The problem, they decided, was that with everyone trying to build their own cluster to tap into cheap cluster computing, each cluster was being built from scratch. There had to be some economy in compiling the best available software, practices and documentation in a single spot, integrating the package on different types of hardware and making it available to users for free (as in free beer). This concept, making clusters easy to build for the nonprogrammer, is a central tenet of OSCAR.
The historic first meeting in Oak Ridge was attended by Tim Mattson and Stephen Scott, the leaders of the OCG; Gabriel Bonner from SGI; Dave Lombard from MSC.Software; Rob Pennington of NCSA; Greg Lindahl, now of Conservative Computers; Ken Briskey and myself from IBM; Greg Astfalk from HP; and Clay Taylor from MPI Software Technologies. Shortly after the first meeting, Broahn Mann from Veridian joined to bring his parallel scheduling skill to the team, as did Jeremy Enos and Neil Gorsuch from NCSA (who implemented SSH on OSCAR) and Mike Brim from Oak Ridge National Lab (who wrote most of the integration scripts and packaging).
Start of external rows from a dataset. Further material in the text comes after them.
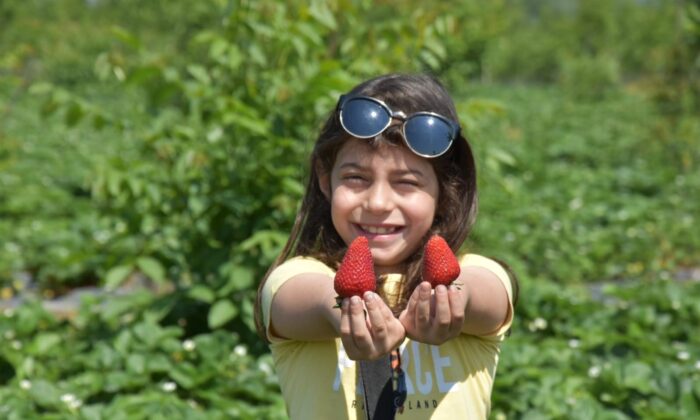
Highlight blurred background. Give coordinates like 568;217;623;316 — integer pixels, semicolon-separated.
0;0;700;419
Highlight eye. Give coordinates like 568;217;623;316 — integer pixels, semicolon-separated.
340;174;367;185
397;178;420;187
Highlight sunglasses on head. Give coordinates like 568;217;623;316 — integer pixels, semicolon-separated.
338;95;459;158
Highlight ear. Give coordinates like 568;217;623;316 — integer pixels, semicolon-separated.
316;170;331;201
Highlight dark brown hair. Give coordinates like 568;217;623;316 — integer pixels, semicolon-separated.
255;74;477;337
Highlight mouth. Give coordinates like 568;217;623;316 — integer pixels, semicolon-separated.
355;224;404;238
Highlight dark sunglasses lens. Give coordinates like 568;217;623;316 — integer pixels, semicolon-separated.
404;115;454;156
340;98;391;137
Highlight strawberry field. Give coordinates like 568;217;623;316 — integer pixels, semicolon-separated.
0;0;700;419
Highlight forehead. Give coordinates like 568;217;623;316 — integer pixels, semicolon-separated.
333;139;435;177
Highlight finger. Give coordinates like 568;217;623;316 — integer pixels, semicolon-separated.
406;285;420;316
435;285;452;337
365;292;387;343
416;281;431;330
340;298;358;360
447;286;468;335
350;296;372;354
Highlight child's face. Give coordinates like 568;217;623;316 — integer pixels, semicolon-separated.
321;140;439;273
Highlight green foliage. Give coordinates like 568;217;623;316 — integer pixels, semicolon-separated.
493;281;700;419
0;0;700;419
0;294;284;419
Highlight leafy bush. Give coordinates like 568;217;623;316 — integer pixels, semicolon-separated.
0;0;700;419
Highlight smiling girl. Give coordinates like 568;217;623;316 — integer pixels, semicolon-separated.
256;74;517;419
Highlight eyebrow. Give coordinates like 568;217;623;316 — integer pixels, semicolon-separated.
338;162;425;178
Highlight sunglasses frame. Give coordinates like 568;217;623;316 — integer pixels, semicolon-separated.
338;95;460;159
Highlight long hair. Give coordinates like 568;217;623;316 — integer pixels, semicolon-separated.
255;74;477;338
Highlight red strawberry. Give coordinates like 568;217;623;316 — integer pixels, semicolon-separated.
334;236;377;305
423;235;461;287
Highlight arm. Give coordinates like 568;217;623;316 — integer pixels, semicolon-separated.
399;266;510;344
270;273;340;341
270;273;406;360
457;267;510;335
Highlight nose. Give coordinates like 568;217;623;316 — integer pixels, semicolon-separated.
365;182;394;213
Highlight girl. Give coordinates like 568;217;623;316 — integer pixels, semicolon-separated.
256;74;517;419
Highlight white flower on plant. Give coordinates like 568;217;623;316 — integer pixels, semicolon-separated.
588;365;601;378
258;361;273;376
61;393;83;410
161;381;177;392
182;339;197;351
233;344;248;357
528;317;547;331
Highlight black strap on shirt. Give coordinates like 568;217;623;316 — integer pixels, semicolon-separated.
359;349;406;420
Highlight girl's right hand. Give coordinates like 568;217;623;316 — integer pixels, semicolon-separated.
340;292;406;360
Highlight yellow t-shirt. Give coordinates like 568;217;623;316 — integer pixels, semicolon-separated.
262;254;513;420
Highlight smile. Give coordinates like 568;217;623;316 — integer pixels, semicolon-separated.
358;225;400;235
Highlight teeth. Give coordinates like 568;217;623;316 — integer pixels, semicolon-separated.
362;226;396;235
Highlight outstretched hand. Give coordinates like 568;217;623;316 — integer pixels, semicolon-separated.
399;281;467;345
340;292;406;360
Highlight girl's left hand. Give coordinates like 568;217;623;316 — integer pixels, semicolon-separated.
399;281;466;345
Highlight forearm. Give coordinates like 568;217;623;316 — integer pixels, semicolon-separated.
270;274;340;341
457;267;510;335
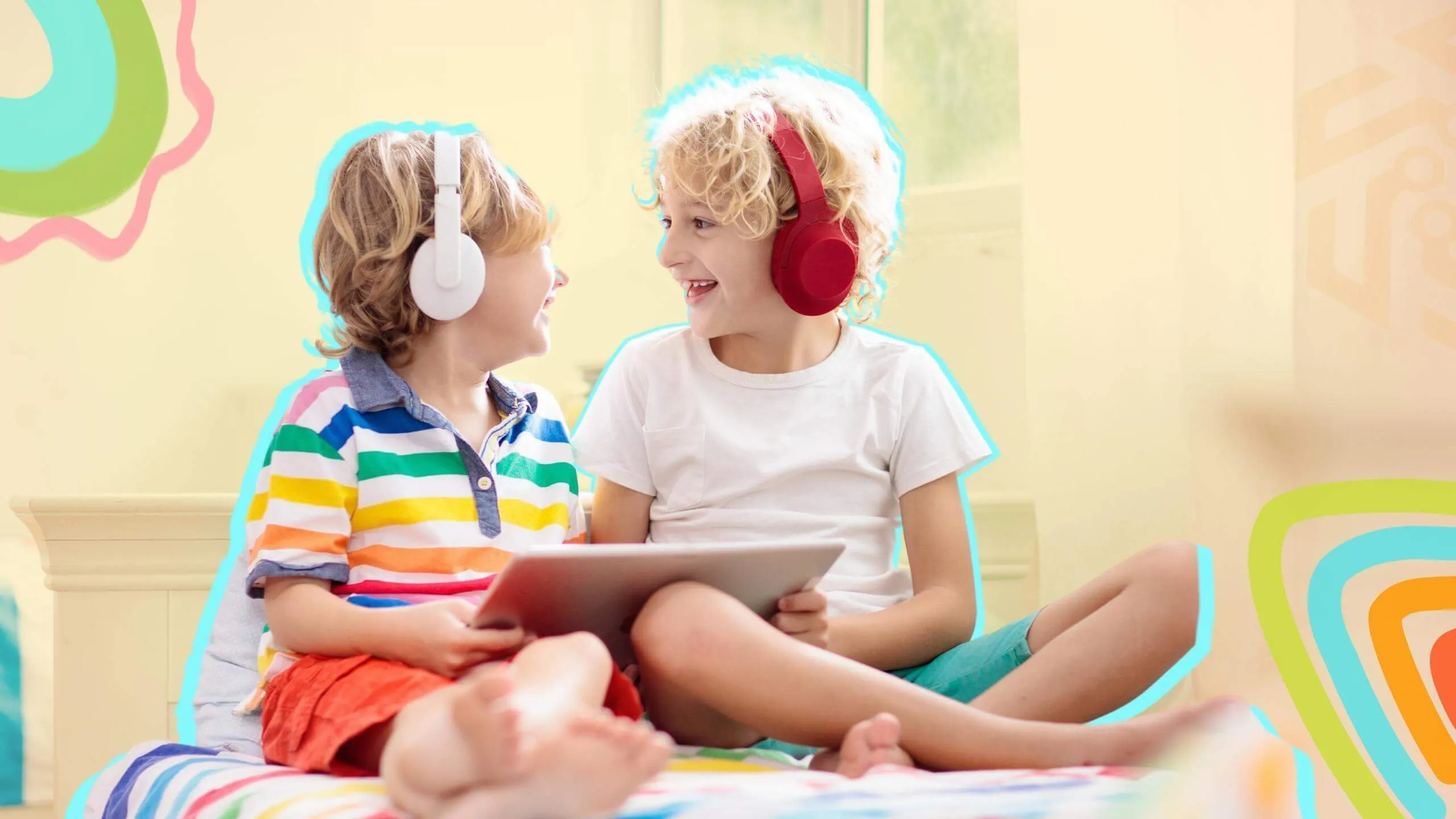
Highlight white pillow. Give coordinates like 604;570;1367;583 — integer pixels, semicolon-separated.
0;537;55;804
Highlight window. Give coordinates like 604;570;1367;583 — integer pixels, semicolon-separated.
661;0;1021;200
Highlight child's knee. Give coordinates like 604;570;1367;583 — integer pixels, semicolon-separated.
528;631;611;673
632;581;723;668
1137;541;1204;648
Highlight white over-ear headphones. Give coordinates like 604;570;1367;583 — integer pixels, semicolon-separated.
409;131;485;321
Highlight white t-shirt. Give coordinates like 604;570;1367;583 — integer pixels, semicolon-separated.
572;326;991;617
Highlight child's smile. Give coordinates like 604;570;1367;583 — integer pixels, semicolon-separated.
679;278;718;308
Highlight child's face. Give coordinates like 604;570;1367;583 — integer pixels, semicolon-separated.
460;239;571;363
658;187;791;338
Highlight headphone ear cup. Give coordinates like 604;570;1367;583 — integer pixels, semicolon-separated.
409;238;485;321
770;218;859;316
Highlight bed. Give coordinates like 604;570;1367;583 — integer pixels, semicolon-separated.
0;537;52;819
0;494;1294;819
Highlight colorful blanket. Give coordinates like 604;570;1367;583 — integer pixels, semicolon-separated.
81;708;1299;819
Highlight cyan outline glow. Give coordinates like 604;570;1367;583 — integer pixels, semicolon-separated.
571;324;1000;638
634;57;905;321
1309;526;1456;819
292;121;479;357
1249;705;1319;819
1092;547;1217;719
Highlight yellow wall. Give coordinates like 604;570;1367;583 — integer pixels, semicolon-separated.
0;0;1456;816
1021;0;1456;816
0;2;669;536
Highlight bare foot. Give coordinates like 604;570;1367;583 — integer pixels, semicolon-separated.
809;714;915;780
439;714;671;819
380;666;524;816
1087;697;1243;765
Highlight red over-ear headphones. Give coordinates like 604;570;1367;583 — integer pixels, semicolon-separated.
769;111;859;316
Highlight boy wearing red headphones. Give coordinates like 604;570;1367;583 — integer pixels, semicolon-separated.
574;67;1207;775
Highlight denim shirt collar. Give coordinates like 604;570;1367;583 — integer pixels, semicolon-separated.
339;347;536;419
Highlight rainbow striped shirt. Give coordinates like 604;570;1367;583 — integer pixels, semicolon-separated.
239;344;585;713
Most recently, Jeff Squyres and Brian Barrett from Indiana University joined the OSCAR Project representing LAM/MPI. The disparate group agreed on three major core principles:
That the adoption of clusters for mainstream, high-performance computing is inhibited by a lack of well-accepted software stacks that are robust and easy to use by the general user.
That the group embraces the open-source model of software distribution. Anything contributed to the group must be freely distributable, preferably as source code under the Berkeley open-source license.
That the group can accomplish its goals by propagating best-known practices built up through many years of hard work by cluster computing pioneers.
With these principles firmly in place, the group used a divide-and-conquer method to list the components that comprise clusters. The component groups decided on the best-known, open-source solutions for each component and presented the information to the group at large. Taken collectively, these best-known practices for each component comprised a viable cluster solution. Even with the component solutions in hand, there was a massive and time-consuming integration effort by Oak Ridge National Lab, led by Mike Brim and Brian Luethke, and a separate test effort, which was led by Jenwei Hsieh, Tau Leng and Yung-Chin Fang from Dell. Through their efforts, and face-to-face and remote-integration parties, OSCAR eventually morphed into something to share with the rest of the community.